Know What to Ignore

Published On: March 13th, 2019

I was asked in an interview recently what one personal habit or practice has saved me the most time in my life and helped me maintain focus. It was a good question. I want to tell you how I answered. I think it may help you.

My answer was simple: “I know what to ignore.”

Almost disturbing, isn’t it? Yet I can tell you that knowing what to ignore and then ignoring it has made a huge difference in my life. It has helped me achieve. It has guarded my health. It has strengthened my ties to the things I care about.

Here’s why. Leaders are exposed to more than they ought to be involved in. Their worlds tend to be larger than most people’s and so they are simply aware of more. They hear about more events, more trends, more new ideas, and more folks they ought to know than the average person. It is a wonderful benefit of being at the heights and in the networks leaders enjoy.

Yet if you don’t know what to ignore and you don’t stick by ignoring it, you will find your life dissipated into a thousand unnecessary things. You will become the proverbial mile-wide and inch deep. You will also become exhausted, uninspired, and uncreative.

I live in both Nashville and Washington DC. Perhaps you can imagine how many happenings call to me in both these cities. Nearly every moment of every day there is something going on, something I’m invited to, something that would be great to do, something someone has said I ought to do. If I don’t know what to ignore, if I don’t happily, lovingly conclude, “That’s not for me,” then I will invest resources into too many things. I won’t work wisely. I won’t love my wife and kids well. I won’t tend myself as I should. I won’t deepen and rest consistently.

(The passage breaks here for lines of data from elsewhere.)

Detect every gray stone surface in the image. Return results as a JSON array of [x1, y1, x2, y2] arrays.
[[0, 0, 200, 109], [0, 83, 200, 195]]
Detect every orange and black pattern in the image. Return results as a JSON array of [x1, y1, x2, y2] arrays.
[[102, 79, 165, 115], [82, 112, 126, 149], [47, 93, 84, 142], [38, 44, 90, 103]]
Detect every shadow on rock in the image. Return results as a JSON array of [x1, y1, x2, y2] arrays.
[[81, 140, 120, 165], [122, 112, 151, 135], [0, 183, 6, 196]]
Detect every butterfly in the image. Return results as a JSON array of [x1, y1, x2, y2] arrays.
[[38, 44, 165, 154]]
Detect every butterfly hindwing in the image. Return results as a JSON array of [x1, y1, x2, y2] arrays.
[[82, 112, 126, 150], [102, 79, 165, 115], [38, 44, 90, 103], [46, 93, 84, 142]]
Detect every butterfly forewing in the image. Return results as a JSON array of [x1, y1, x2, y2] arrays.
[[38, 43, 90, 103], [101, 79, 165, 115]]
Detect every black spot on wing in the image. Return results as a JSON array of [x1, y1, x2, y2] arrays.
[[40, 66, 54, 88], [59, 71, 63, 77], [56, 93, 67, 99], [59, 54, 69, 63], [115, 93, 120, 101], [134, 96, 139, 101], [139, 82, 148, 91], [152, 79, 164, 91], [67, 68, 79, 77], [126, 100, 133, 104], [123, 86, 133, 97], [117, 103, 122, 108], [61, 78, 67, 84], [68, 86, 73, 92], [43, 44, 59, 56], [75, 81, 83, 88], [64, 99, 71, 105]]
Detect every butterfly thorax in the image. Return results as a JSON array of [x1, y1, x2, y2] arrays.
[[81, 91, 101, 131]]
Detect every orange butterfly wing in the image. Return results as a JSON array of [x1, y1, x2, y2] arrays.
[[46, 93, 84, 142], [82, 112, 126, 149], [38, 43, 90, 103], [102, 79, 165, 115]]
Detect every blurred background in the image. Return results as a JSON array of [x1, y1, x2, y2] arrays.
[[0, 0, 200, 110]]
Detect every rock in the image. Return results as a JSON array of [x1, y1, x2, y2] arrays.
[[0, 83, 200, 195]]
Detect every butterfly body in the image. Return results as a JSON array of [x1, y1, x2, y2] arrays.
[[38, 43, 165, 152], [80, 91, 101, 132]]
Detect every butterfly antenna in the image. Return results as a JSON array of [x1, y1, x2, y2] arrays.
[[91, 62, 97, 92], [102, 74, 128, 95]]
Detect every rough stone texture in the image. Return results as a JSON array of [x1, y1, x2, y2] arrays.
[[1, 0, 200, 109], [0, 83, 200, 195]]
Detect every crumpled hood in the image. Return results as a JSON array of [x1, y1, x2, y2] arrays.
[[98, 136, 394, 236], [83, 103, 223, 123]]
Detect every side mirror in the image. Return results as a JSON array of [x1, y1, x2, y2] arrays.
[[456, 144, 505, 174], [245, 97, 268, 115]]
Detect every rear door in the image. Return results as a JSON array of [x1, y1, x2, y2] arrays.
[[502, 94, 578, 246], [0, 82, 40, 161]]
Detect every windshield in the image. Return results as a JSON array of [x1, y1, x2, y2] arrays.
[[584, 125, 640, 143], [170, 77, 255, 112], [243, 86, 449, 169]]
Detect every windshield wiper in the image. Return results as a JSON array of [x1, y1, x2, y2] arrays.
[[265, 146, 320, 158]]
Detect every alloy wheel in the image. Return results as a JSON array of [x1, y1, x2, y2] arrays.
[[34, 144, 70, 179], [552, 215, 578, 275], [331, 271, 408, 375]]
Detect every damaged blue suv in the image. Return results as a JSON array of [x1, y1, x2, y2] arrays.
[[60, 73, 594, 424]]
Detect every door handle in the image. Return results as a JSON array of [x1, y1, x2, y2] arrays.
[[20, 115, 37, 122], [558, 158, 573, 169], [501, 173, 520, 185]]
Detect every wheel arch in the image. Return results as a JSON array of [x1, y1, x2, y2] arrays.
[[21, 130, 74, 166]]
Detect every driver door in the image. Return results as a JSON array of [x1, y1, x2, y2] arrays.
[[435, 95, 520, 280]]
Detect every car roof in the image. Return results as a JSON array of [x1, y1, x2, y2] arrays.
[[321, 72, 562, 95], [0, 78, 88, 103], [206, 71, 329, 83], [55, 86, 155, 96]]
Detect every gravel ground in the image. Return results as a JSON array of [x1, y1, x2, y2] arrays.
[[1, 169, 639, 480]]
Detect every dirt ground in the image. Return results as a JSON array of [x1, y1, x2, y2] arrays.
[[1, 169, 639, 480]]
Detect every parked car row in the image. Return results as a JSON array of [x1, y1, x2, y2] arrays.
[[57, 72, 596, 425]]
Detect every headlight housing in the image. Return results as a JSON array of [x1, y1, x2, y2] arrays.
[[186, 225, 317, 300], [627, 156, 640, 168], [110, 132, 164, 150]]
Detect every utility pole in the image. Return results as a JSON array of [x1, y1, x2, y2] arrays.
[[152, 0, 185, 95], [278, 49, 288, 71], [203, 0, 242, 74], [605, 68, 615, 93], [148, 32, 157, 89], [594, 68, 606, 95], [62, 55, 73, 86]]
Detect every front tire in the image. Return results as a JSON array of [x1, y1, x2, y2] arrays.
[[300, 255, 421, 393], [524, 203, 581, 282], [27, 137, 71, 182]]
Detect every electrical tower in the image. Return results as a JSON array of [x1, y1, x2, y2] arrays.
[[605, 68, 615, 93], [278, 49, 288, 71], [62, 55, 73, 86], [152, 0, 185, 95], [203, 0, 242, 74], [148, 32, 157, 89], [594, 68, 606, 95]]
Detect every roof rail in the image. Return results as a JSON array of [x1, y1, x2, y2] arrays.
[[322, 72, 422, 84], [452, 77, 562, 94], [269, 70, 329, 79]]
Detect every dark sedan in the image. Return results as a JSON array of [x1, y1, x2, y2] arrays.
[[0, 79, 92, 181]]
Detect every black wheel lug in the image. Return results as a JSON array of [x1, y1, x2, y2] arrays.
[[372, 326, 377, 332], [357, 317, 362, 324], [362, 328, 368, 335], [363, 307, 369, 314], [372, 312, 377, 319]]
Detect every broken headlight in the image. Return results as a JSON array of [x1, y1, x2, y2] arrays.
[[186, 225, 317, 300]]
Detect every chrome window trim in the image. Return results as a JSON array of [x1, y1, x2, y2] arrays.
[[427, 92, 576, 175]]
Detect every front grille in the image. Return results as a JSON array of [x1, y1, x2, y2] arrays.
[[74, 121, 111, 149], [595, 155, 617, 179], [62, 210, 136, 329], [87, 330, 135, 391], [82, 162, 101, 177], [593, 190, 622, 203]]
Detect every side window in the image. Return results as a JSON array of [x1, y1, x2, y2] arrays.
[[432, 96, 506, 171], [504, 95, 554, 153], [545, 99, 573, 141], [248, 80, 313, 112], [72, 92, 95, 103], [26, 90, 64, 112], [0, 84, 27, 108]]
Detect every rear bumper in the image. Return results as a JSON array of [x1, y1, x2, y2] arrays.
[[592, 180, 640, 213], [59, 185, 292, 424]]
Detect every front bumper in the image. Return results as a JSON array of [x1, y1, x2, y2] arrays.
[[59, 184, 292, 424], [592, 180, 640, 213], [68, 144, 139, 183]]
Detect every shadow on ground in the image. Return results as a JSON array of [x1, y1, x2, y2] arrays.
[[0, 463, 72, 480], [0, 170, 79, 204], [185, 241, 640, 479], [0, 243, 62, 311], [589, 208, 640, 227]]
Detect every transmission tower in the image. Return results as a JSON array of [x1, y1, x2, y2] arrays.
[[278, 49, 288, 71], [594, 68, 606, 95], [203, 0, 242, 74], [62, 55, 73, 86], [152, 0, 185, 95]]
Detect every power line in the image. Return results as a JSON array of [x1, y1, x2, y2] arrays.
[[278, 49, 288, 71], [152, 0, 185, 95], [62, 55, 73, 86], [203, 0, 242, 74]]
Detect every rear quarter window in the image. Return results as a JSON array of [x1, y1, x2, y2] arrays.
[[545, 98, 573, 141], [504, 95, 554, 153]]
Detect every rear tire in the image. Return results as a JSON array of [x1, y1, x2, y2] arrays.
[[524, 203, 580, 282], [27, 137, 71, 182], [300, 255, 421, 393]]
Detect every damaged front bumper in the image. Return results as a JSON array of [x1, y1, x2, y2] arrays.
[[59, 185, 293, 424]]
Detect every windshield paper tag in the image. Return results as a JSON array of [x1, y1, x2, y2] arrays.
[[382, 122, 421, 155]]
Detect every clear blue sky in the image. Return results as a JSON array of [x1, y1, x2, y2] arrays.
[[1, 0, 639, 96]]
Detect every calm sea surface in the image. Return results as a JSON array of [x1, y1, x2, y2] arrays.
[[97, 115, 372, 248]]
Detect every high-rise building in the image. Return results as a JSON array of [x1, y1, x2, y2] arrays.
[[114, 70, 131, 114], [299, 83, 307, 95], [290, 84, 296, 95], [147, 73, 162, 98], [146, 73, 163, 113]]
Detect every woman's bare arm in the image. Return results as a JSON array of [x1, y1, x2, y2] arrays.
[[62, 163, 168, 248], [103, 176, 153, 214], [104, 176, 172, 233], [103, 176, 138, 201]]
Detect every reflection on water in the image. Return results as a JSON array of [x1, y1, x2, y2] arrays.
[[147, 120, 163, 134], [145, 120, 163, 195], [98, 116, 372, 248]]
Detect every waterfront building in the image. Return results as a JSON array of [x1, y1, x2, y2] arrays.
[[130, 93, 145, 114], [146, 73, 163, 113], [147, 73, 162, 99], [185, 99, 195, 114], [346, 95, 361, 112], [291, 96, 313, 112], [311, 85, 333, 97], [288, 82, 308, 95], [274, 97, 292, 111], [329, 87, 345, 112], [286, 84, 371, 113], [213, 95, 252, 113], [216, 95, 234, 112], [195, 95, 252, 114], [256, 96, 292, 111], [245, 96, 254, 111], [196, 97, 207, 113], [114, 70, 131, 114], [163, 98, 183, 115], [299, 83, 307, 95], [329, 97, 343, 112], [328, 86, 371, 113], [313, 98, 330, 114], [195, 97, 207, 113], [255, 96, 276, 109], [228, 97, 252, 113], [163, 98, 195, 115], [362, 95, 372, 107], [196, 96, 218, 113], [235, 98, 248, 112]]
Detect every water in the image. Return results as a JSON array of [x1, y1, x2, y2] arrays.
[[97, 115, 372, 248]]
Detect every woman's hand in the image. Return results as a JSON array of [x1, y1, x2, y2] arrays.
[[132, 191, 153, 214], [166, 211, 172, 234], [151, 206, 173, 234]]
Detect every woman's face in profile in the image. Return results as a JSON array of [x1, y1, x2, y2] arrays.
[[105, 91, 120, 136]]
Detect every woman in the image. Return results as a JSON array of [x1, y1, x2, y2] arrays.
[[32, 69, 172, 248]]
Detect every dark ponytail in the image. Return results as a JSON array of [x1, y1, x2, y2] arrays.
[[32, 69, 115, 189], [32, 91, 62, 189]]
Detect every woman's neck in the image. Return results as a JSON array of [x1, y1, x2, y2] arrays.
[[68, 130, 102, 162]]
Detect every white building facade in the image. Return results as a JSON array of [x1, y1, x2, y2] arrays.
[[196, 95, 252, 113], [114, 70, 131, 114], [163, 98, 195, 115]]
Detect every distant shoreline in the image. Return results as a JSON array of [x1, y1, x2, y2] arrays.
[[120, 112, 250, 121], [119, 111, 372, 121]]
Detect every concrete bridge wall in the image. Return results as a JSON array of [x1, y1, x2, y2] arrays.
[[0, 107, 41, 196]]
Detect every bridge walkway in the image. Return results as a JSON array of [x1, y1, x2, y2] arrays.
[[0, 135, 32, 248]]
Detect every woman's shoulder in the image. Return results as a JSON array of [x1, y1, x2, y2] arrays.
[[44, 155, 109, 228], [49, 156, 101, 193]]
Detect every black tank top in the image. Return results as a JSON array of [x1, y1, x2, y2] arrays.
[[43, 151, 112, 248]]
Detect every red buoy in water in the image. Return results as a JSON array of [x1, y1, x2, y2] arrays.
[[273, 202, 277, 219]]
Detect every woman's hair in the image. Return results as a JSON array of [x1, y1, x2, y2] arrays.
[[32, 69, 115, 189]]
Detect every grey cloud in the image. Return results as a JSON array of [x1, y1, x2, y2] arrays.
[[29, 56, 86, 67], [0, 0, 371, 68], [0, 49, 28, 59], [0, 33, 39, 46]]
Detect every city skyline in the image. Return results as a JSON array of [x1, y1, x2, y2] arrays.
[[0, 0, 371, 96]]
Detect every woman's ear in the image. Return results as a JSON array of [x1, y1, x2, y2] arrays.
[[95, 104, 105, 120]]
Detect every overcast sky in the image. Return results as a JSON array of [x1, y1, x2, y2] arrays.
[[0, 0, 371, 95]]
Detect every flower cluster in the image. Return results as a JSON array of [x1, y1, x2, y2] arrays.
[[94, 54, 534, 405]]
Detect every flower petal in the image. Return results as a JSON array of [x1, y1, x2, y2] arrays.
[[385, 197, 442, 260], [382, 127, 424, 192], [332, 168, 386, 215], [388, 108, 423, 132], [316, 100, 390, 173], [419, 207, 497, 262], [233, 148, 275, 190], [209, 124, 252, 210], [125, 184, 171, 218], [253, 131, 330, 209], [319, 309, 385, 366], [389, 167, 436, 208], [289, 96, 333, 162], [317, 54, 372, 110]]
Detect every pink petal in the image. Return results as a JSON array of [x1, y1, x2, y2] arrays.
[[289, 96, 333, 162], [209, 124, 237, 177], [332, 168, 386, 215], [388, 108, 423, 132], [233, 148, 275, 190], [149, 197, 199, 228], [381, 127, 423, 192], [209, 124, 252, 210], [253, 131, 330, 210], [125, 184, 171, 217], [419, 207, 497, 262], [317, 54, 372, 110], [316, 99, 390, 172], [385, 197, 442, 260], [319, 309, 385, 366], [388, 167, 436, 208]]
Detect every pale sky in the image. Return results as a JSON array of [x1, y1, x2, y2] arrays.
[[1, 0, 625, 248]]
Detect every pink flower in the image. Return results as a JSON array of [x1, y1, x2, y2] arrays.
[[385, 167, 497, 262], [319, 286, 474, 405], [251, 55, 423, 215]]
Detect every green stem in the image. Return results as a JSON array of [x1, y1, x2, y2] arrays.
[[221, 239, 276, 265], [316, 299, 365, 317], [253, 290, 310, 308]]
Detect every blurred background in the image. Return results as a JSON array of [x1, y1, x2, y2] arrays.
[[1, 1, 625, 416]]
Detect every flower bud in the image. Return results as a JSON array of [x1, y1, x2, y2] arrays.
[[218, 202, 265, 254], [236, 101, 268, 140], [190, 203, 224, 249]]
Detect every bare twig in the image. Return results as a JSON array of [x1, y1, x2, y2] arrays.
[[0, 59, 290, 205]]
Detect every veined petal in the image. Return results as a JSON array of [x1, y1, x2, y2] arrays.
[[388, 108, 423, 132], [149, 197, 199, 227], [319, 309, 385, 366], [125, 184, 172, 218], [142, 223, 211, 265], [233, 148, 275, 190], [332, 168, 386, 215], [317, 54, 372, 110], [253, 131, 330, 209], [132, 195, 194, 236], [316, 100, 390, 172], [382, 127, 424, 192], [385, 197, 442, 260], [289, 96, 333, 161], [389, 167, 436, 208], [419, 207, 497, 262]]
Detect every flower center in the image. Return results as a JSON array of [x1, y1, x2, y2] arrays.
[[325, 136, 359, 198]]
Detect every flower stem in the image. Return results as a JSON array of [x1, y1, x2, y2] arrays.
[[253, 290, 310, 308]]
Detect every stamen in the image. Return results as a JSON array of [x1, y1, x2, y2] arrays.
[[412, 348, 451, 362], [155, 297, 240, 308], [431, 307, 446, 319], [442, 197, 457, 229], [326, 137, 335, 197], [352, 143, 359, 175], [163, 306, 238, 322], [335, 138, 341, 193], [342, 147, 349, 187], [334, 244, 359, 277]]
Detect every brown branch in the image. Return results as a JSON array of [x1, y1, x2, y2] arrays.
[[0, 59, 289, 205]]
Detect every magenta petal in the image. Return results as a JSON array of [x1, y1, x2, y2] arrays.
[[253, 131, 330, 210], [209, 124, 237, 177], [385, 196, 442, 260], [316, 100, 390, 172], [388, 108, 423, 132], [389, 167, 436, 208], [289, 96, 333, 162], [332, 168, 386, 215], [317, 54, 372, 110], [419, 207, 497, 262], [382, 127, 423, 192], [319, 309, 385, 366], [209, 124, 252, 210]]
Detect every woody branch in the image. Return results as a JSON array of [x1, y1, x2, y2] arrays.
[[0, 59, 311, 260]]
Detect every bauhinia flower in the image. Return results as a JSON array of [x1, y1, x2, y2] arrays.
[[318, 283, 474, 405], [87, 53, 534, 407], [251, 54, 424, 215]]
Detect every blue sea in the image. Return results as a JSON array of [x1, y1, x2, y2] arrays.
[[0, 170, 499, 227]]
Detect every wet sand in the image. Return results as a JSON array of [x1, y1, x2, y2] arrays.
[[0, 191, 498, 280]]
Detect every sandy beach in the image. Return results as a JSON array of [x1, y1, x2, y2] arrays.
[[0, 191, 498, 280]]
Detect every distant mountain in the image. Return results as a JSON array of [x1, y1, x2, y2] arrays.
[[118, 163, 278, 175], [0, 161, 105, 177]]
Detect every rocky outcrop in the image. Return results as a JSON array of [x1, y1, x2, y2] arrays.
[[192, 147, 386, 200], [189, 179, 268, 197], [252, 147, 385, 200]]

You have to know what to ignore, yet nearly the whole of our society pushes you to invest time and attention in too much.

For example, years ago there was a bit of wisdom floating around some churches that people were quite excited about. It was this: Find out what God is doing and get involved. Now, I understand the intent here, but really? Find out what God is doing. Well, he’s doing dang near everything. He’s reaching to the hungry. He’s working to get people to pull down racial barriers. He’s caring for orphans. He’s involved with every person in every country on every continent on earth. So, I do want to serve God, but in my lane, according to my gifts, in the field he has assigned to me. Not everywhere, for heaven’s sake. That’s impossible and I’ll kill myself trying.

Yet I saw people scrambling around my home city, trying to be a part of everything they perceived God to be doing. It nearly destroyed them.

You want to know who you are, know what you are supposed to be about, and know how to guard your boundaries. You have to know yourself and where you are heading. Then you have to ignore things in order to get there. This is simply part of life, and it is more a part of life for leaders.